In today’s world where people are more likely to be looking at a screen than making eye contact with one another, Tom Anderson stands out. A cheerful guy that will engage you in a good laugh before he hands out the daily mail, Anderson’s delivery was a part of the day to which many people looked forward.
A reliable presence in Turlock, where he has been a postman for the past 31 years, Anderson used his job as a way to interact and positively impact the lives of locals. As a young man fresh out of the Navy, Anderson applied for a part time job at the Turlock Post Office in 1983 never expecting that he would amount to 35 years of government service. Having dabbled in management at one point, Anderson eventually decided that his calling was to be on the streets of Turlock interacting with people every day.
“It may not be as glamorous and it may not pay as much as other positions, but it lets me be a part of people’s lives. As I like to say, ‘I like to bring in a little sunshine to people’ and at the end of the day, I feel like I’ve done my good deed for the day,” said Anderson.
After 20 years on the job, the downtown route, known as City 5 in the post office, became available and after some twisting of the management’s arm, Anderson was able to take the route by foot with his pushcart instead of a vehicle. Anderson and his pushcart have become a recognizable presence in downtown Turlock where he delivers mail each day to a variety of business that all share the same positive opinion of him.
“He is the best, there just is not filling his shoes. You can be having a bad day and Tom walks in and he can totally change that,” said Natalie Souza, an employee of the Chic Shack downtown.
A regular work day includes six hours of walking over 10 miles and Anderson can hardly walk down the street without cars honking at him to say hello or people stopping him to say they remember him as their childhood postman. As a child, Anderson’s dad was in the Air Force, which caused the family to move to several different states over the years before he ended up in Atwater. With such a nomadic background, Anderson did not anticipate having such a solid career or that he would settle down and eventually retire in Turlock. However, Anderson attended a letter carriers’ picnic at Donnelly Park with a coworker who brought along his daughter Anne and Anderson eventually married her and had three daughters and one son. Not only has he forged a family at home, but at work as well.

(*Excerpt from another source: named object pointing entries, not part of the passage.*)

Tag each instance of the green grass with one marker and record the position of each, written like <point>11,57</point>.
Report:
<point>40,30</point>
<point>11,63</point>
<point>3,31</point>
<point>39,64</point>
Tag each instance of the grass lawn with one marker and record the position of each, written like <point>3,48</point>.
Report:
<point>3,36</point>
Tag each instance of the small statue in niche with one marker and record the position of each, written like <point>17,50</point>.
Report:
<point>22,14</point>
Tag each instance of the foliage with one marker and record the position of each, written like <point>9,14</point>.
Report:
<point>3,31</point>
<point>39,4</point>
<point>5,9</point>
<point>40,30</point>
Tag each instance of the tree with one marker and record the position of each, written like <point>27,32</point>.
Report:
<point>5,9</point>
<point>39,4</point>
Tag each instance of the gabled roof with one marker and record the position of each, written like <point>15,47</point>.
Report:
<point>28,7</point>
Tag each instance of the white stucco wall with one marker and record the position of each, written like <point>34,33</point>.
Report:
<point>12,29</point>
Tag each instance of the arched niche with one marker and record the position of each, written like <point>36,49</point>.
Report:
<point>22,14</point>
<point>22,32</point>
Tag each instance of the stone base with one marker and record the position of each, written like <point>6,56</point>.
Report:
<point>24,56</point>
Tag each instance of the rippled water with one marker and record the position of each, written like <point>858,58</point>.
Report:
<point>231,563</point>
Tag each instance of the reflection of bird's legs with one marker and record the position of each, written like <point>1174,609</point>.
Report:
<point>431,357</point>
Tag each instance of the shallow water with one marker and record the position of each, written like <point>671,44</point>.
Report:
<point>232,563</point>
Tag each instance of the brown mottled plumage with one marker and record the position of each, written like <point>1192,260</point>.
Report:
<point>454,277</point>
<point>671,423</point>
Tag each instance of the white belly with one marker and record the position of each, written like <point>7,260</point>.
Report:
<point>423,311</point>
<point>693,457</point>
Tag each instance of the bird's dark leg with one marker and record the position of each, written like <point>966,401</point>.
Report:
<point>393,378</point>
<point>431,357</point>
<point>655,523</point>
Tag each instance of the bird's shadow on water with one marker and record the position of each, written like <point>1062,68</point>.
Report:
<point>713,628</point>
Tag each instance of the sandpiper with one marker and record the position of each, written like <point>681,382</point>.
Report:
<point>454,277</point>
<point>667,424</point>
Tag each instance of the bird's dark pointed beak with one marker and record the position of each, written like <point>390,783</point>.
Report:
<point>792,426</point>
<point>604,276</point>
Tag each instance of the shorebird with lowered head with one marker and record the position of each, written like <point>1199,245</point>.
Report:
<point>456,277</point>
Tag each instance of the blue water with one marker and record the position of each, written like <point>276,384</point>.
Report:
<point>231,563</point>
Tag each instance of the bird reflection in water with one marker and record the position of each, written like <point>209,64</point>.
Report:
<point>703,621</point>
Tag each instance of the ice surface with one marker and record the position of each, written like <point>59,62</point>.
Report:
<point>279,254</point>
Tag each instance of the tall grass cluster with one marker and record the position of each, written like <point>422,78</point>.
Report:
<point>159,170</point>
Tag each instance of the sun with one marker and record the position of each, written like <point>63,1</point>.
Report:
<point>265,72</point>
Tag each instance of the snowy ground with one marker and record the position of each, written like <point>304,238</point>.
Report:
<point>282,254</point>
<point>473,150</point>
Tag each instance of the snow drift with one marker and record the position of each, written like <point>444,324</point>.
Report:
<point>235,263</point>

“The post office has been very, very good to me. It really is a family,” said Anderson.
Anderson made an impression on the folks of Turlock by serving as reliable of a presence as the mail in their postbox. People have forged friendships with Anderson, even if he is responsible for delivering their bills.
“He’s just friendly. He’ll stop and talk to you for a while. He’s playful and fun and just a great guy,” said Richard Hieber, a neighbor along Anderson’s residential route.
While leaving his job as a postman will mark a major milestone in his life, leaving a career of such longevity does not come without apprehensions. Anderson admitted that the thought of taking off his blue uniform and removing his recognizable hat causes some concerns over about losing his identity, but he hopes that he will maintain his connections with the community even if he is not playing a role in their daily life. Judging by the warmth that the community showed Anderson on his final downtown route — a round of applause at Main Street Footers, cars honking on the street, and more hugs than he can count on ten fingers — Anderson will continue to make a mark in Turlock long after he retires his uniform.
“It’s his personality. He’s great. When I first came here he was so welcoming, so kind. I will always remember him, he’s just the best,” said a teary Lori Ayala, a clerk at the Turlock Post Office.
Anderson intends to spend his free time gardening, brewing beer at home and taking advantage of having Saturdays off, which will afford him the opportunity to visit friends and family, something he often could not do as a postman.
“He is one of the hardest working carriers; he is amazing to work with. He is so honest to his job and I am so glad I had the opportunity to work with him,” said Post Office supervisor Jasmine Kaur.
Anderson has witnessed many changes as a postman noting the decrease in mail and the increase in stamp prices over the years, but one constant that has remained is his passion for the job.
“It’s been a great ride,” Anderson said.